In order to be able to use decimal numbers in a range expression a cool way for doing it is the following: [x * 0.1 for x in range(0, 10)]

The problem with floating point is that you may not get the same number of items as you expected, due to inaccuracy. This can be a real problem if you are playing with polynomials where the exact number of items is quite important.

What you really want is an arithmetic progression; the following code will work quite happily for int, float and complex ... and strings, and lists ...

def arithmetic_progression(start, step, length):
    for i in xrange(length):
        yield start + i * step

Note that this code stands a better chance of your last value being within a bull's roar of the expected value than any alternative which maintains a running total.

>>> 10000 * 0.0001, sum(0.0001 for i in xrange(10000))
(1.0, 0.9999999999999062)
>>> 10000 * (1/3.), sum(1/3. for i in xrange(10000))
(3333.333333333333, 3333.3333333337314)

Correction: here's a competetive running-total gadget:

def kahan_range(start, stop, step):
    assert step > 0.0
    total = start
    compo = 0.0
    while total < stop:
        yield total
        y = step - compo
        temp = total + y
        compo = (temp - total) - y
        total = temp

>>> list(kahan_range(0, 1, 0.0001))[-1]
0.9999
>>> list(kahan_range(0, 3333.3334, 1/3.))[-1]
3333.333333333333
>>>

When you add floating point numbers together, there's often a little bit of error.
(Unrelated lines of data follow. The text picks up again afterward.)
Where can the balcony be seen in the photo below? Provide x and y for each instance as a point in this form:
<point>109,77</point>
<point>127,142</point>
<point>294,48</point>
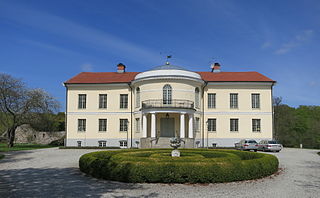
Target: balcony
<point>159,103</point>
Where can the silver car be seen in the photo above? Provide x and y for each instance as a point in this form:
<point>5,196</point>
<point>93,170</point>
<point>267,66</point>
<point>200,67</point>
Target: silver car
<point>247,145</point>
<point>269,145</point>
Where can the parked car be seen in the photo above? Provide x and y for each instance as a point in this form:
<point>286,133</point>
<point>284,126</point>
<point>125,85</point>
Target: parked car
<point>247,145</point>
<point>269,145</point>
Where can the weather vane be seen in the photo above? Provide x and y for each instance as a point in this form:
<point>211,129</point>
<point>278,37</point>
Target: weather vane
<point>167,62</point>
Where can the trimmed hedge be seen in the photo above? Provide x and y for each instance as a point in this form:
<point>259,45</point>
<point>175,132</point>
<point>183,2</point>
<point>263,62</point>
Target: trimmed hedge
<point>194,165</point>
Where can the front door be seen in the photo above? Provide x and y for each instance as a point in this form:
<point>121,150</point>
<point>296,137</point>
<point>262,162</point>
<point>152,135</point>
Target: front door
<point>167,127</point>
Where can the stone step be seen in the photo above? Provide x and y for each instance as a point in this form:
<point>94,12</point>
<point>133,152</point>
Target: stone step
<point>163,142</point>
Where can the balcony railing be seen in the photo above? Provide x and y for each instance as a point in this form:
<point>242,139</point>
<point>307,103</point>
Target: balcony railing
<point>159,103</point>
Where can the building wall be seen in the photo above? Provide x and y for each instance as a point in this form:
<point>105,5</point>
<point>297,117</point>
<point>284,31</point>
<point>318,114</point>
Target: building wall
<point>92,114</point>
<point>181,89</point>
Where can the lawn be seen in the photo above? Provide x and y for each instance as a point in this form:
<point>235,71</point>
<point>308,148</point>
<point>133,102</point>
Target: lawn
<point>20,147</point>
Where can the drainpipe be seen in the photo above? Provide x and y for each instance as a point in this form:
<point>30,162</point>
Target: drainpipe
<point>205,84</point>
<point>65,115</point>
<point>273,127</point>
<point>130,117</point>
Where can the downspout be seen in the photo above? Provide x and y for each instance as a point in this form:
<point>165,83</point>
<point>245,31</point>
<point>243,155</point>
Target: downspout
<point>66,115</point>
<point>203,113</point>
<point>273,126</point>
<point>130,117</point>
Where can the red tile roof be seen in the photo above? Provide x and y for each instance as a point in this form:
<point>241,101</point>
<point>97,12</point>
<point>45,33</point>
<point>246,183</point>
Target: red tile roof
<point>114,77</point>
<point>234,77</point>
<point>102,77</point>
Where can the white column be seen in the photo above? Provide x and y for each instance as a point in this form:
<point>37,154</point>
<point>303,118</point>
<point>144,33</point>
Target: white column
<point>190,125</point>
<point>144,123</point>
<point>153,125</point>
<point>182,130</point>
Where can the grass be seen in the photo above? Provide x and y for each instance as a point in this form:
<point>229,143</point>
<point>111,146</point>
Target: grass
<point>21,147</point>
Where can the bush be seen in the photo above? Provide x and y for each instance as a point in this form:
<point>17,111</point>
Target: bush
<point>59,142</point>
<point>194,165</point>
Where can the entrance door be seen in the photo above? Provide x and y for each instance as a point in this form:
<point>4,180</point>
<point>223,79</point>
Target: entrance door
<point>167,127</point>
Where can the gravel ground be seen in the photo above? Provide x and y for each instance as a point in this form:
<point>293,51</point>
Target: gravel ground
<point>55,173</point>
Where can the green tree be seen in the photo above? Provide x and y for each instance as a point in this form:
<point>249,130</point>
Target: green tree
<point>21,105</point>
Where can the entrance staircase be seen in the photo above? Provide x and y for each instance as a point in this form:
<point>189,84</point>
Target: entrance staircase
<point>164,142</point>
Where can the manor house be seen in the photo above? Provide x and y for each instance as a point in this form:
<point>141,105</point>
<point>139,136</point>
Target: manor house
<point>146,109</point>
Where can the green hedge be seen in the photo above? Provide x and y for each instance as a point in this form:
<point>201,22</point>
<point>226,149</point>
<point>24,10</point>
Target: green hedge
<point>194,165</point>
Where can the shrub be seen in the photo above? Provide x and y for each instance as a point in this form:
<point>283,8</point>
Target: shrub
<point>194,165</point>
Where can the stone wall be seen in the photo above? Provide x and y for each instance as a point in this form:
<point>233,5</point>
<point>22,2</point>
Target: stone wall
<point>26,134</point>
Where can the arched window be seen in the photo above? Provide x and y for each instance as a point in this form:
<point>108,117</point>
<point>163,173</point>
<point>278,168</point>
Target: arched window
<point>167,94</point>
<point>138,97</point>
<point>196,97</point>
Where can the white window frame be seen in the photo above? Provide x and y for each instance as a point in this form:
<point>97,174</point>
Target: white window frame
<point>167,94</point>
<point>234,101</point>
<point>255,100</point>
<point>138,128</point>
<point>102,143</point>
<point>103,125</point>
<point>103,101</point>
<point>82,125</point>
<point>123,144</point>
<point>234,124</point>
<point>197,124</point>
<point>138,97</point>
<point>197,97</point>
<point>123,127</point>
<point>82,101</point>
<point>212,124</point>
<point>256,125</point>
<point>211,100</point>
<point>123,101</point>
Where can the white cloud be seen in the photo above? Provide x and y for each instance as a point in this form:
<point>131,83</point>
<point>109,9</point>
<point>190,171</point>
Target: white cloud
<point>91,37</point>
<point>266,44</point>
<point>297,41</point>
<point>87,67</point>
<point>50,47</point>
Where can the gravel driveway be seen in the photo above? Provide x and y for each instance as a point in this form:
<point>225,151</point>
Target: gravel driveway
<point>55,173</point>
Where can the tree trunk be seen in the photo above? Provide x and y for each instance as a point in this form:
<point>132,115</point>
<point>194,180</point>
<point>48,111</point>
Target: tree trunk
<point>11,136</point>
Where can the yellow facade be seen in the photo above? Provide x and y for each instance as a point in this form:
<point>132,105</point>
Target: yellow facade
<point>183,89</point>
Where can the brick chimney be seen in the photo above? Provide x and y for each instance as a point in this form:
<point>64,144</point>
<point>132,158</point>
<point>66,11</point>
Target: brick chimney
<point>215,68</point>
<point>121,68</point>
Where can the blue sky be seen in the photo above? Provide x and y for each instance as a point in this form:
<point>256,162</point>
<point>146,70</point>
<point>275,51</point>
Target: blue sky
<point>47,42</point>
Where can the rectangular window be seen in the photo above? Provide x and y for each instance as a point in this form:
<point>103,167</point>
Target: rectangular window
<point>137,125</point>
<point>255,99</point>
<point>123,125</point>
<point>197,124</point>
<point>102,101</point>
<point>212,124</point>
<point>211,100</point>
<point>82,125</point>
<point>123,144</point>
<point>233,101</point>
<point>82,100</point>
<point>234,125</point>
<point>102,143</point>
<point>102,124</point>
<point>123,101</point>
<point>256,125</point>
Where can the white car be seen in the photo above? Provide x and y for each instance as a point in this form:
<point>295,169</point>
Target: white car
<point>269,145</point>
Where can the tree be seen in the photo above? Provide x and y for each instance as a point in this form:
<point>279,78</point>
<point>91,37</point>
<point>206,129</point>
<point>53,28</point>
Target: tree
<point>20,105</point>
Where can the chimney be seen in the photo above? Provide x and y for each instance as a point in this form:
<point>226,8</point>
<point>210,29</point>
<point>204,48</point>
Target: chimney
<point>215,68</point>
<point>121,68</point>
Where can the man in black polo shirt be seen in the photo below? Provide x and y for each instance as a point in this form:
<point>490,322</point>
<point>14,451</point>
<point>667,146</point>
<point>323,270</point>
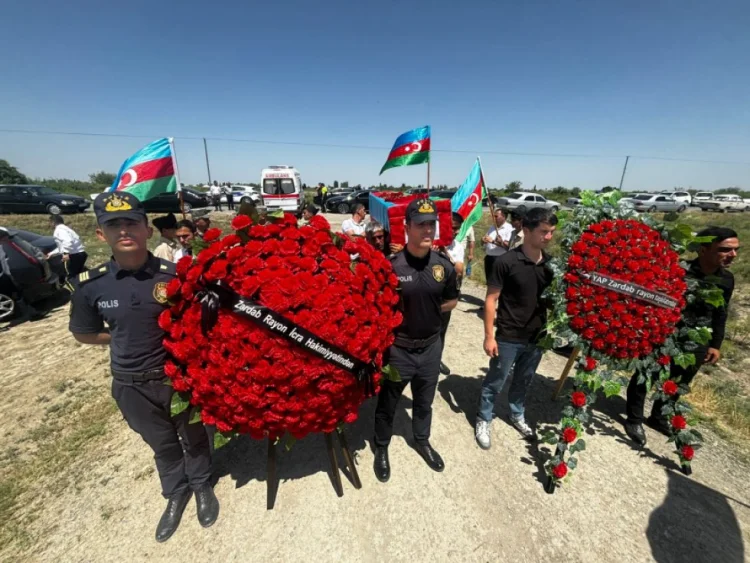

Would a range(0.0, 2.2, 1.1) return [0.0, 1.1] or [0.0, 1.1, 2.199999999]? There's no way to be certain without rigorous analysis.

The code you posted is an OK work-around if you really need this. Just be aware of the possible shortcomings.

Here is a special case that might be good enough:

 [ (1.0/divStep)*x for x in range(start*divStep, stop*divStep)]

In your case this would be:

#for(float x = 0; x < 10; x += 0.5f) { /* ... */ } ==>
start = 0
stop  = 10
divstep = 1/.5 = 2 #This needs to be int, thats why I said 'special case'

and so:

>>> [ .5*x for x in range(0*2, 10*2)]
[0.0, 0.5, 1.0, 1.5, 2.0, 2.5, 3.0, 3.5, 4.0, 4.5, 5.0, 5.5, 6.0, 6.5, 7.0, 7.5, 8.0, 8.5, 9.0, 9.5]

This is what I would use:

numbers = [float(x)/10 for x in range(10)]

rather than:

numbers = [x*0.1 for x in range(10)]
that would return :
[0.0, 0.1, 0.2, 0.30000000000000004, 0.4, 0.5, 0.6000000000000001, 0.7000000000000001, 0.8, 0.9]

hope it helps.

Probably because you can't have part of an iterable. Also, floats are imprecise.